Rabbi Ellen Lippmann

Rabbi Ellen Lippmann is founder and rabbi of Kolot Chayeinu/Voices of Our Lives: Building a Progressive Jewish Community in Brooklyn. Rabbi Lippmann is the former East Coast Director of MAZON: A Jewish Response to Hunger, and former director of the Jewish Women's Program at the New 14th Street Y in Manhattan.

Rabbi Lippmann was co-chair and still sits on the board of T’ruah: The Rabbinic Call for Human Rights. She served as the first social justice chair for the Women’s Rabbinic Network and has served on numerous boards and advisory councils. She is the founder of the Soup Kitchen at Hebrew Union College-Jewish Institute of Religion in New York, and co-founder of the ten year-old Children of Abraham Peace Walk: Jews, Christians and Muslims Walking Together in Brooklyn in Peace.

Rabbi Lippmann was ordained in 1991 by Hebrew Union College-Jewish Institute of Religion, and also received there the degree of Master of Hebrew Letters. She holds a BA in English Language and Literature from Boston University and an MS in Library Science from Simmons College. Rabbi Lippmann and her partner are longtime Brooklyn residents and believe to be absolutely true what a Kolot Chayeinu member once said in jest: "IT DON'T GET ANY BETTER THAN BROOKLYN!" See Rabbi Lippmann's writings.

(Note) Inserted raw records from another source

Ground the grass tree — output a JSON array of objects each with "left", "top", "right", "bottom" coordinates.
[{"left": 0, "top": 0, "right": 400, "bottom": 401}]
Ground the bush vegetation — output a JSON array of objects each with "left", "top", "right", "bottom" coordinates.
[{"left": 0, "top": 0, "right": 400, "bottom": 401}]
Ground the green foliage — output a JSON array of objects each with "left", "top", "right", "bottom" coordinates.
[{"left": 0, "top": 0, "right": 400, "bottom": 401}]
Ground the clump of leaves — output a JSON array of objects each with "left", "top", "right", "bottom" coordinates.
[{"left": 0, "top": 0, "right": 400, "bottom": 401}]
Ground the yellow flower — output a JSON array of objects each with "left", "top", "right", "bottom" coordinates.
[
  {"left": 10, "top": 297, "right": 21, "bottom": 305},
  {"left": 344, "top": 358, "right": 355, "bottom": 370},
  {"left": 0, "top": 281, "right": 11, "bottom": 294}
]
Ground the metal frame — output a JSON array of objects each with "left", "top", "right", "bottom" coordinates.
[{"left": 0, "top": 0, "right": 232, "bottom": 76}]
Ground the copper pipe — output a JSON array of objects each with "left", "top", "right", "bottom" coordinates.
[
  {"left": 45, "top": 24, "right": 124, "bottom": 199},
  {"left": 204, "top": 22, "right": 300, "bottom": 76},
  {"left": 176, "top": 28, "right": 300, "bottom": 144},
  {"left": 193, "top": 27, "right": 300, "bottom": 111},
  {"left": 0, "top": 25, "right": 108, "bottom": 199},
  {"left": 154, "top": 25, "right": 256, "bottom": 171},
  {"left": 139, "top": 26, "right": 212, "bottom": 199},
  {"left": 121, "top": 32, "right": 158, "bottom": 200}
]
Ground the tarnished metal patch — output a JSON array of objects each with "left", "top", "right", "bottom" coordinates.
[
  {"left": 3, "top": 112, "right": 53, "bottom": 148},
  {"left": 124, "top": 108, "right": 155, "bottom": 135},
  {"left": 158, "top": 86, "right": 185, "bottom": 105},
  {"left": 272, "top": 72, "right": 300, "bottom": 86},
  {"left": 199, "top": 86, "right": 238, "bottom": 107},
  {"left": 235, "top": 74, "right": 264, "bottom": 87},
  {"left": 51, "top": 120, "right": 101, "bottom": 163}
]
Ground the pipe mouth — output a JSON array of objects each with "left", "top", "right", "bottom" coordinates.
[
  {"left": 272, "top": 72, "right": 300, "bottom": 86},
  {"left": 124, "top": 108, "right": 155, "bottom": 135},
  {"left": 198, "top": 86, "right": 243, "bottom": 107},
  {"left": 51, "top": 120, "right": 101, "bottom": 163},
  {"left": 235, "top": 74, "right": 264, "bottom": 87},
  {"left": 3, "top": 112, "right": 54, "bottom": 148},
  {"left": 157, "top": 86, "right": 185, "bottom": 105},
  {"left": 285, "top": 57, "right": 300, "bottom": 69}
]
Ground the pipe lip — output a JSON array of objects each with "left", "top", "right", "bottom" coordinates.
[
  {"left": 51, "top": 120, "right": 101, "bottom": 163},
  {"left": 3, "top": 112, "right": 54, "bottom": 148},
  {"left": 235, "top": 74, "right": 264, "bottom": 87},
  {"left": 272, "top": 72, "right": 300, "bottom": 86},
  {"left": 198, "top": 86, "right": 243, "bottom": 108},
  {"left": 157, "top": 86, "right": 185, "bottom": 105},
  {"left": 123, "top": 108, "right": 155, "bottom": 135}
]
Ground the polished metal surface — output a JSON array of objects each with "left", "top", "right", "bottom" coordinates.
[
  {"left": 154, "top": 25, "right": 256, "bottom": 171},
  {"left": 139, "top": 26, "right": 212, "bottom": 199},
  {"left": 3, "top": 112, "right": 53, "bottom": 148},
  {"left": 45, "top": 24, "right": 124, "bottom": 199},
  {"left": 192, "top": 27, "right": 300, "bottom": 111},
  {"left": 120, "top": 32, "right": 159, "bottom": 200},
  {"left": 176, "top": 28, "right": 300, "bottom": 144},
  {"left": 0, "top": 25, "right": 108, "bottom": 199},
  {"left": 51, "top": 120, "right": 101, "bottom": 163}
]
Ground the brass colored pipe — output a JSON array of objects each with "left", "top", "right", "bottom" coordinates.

In 2013, Rabbi Lippmann was named by the Forward as one of 36 of America's Most Inspiring Rabbis Shaping 21st Century Judaism.

Detail, photo by Annette Bernhardt -- A coordinated effort for living wages at fast food restaurants in cities around the world.

News and Politics

Waking Up to Justice: Rabbi Ellen Lippmann on the Fast Food Workers’ Strike (In NYC, 150 cities, 30 countries)

May 15, 2014. 4:30 am. The alarm rings. Groggily, I rise and dress, and head into midtown Manhattan to meet a motley crew of clergy and fast food workers and organizers, coming together at the beginning of a day of strikes by fast food workers here – and across the country and the world. I join one rabbi, several ministers, lots of workers, flags, banners, an organizer who grew up in my congregation, and curious onlookers still half-asleep before 6 am. The streets are half-empty, unheard of in New York. Soon they are filled by wave after wave of workers, determined that today is the day McDonald’s will change its tune or the governor of New York will grant our city and others the right to set our own minimum wage.